Biosynthesis of (3Z,6Z,9Z)-3,6,9-octadecatriene: the main component of the pheromone blend of Erannis bajaria.

The hydrocarbons (3Z,6Z,9Z)-3,6,9-octadecatriene (3Z,6Z,9Z-18:H) and (3Z,6Z,9Z)-3,6,9-nonadecatriene (3Z,6Z,9Z-19:H) constitute the pheromone of the winter moth, Erannis bajaria. These compounds belong to a large group of lepidopteran pheromones which consist of unsaturated hydrocarbons and their corresponding oxygenated derivatives.
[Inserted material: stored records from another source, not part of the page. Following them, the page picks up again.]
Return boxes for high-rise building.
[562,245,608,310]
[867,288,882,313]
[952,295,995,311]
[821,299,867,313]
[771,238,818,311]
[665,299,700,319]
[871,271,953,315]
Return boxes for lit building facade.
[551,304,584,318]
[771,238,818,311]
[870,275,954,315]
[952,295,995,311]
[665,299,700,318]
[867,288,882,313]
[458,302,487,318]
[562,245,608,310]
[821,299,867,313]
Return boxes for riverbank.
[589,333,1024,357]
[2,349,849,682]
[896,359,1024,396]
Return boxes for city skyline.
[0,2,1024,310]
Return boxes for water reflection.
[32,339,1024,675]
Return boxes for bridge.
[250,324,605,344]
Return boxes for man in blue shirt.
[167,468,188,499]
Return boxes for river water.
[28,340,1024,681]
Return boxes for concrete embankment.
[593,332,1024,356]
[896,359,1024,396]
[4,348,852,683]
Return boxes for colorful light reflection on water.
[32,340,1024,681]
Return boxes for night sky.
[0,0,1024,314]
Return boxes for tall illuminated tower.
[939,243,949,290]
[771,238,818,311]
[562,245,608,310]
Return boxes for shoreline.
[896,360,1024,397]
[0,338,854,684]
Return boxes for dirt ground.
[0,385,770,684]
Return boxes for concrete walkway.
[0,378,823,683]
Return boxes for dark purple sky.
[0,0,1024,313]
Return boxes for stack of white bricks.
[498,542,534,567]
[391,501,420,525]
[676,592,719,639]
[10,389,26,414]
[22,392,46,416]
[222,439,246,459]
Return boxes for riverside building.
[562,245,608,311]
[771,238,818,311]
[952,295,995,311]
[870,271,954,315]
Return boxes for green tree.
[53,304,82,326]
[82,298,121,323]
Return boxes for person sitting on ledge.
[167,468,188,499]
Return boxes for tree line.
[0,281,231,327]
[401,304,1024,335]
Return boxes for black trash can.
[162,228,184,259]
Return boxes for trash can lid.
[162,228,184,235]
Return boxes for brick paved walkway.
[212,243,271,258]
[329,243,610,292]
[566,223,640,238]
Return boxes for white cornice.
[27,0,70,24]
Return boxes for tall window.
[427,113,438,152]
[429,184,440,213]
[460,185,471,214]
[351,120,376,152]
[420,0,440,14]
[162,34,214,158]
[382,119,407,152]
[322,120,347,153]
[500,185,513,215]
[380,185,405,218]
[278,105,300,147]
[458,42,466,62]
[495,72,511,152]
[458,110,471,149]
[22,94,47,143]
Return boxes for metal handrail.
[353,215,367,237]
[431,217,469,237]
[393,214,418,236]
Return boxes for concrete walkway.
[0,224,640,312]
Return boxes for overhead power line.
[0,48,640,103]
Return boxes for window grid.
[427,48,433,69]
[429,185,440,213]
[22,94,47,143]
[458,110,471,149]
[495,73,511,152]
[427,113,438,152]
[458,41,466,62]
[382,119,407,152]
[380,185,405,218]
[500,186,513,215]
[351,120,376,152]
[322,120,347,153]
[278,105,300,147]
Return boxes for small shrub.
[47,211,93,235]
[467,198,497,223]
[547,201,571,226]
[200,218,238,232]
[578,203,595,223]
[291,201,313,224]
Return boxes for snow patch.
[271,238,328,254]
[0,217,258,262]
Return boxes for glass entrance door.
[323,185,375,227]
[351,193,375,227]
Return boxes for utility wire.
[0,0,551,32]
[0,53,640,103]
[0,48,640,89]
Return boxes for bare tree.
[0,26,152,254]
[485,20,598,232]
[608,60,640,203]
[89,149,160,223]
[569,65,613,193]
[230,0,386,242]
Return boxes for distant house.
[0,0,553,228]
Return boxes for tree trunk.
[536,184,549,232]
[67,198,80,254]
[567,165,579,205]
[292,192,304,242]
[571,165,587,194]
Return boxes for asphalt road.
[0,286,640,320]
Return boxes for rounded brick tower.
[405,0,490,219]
The biosynthesis of such hydrocarbons with an odd number of carbons in the chain is well understood. In contrast, knowledge about the biosynthesis of even numbered derivatives is lacking. We investigated the biosynthesis of 3Z,6Z,9Z-18:H by applying deuterium-labeled precursors to females of E. bajaria followed by gas chromatography-mass spectrometry analysis of extracts of the pheromone gland. A mixture of deuterium-labeled [17,17,18,18-(2)H(4)]-3Z,6Z,9Z-18:H and the unlabeled 3Z,6Z,9Z-18:H was obtained after topical application and injection of (10Z,13Z,16Z)-[2,2,3,3-(2)H(4)]-10,13,16-nonadecatrienoic acid ([2,2,3,3-(2)H(4)]-10Z,13Z,16Z-19:acid) or (11Z,14Z,17Z)-[3,3,4,4-(2)H(4)]-11,14,17-icosatrienoic acid ([3,3,4,4-(2)H(4)]-11Z,14Z,17Z-20:acid). These results are consistent with a biosynthetic pathway that starts with alpha-linolenic acid (9Z,12Z,15Z-18:acid). Chain elongation leads to 11Z,14Z,17Z-20:acid, which is shortened by alpha-oxidation as the key step to yield 10Z,13Z,16Z-19:acid. This acid can be finally reduced to an aldehyde and decarbonylated or decarboxylated to furnish the pheromone component 3Z,6Z,9Z-18:H. A similar transformation of 11Z,14Z,17Z-20:acid yields the second pheromone component, 3Z,6Z,9Z-19:H.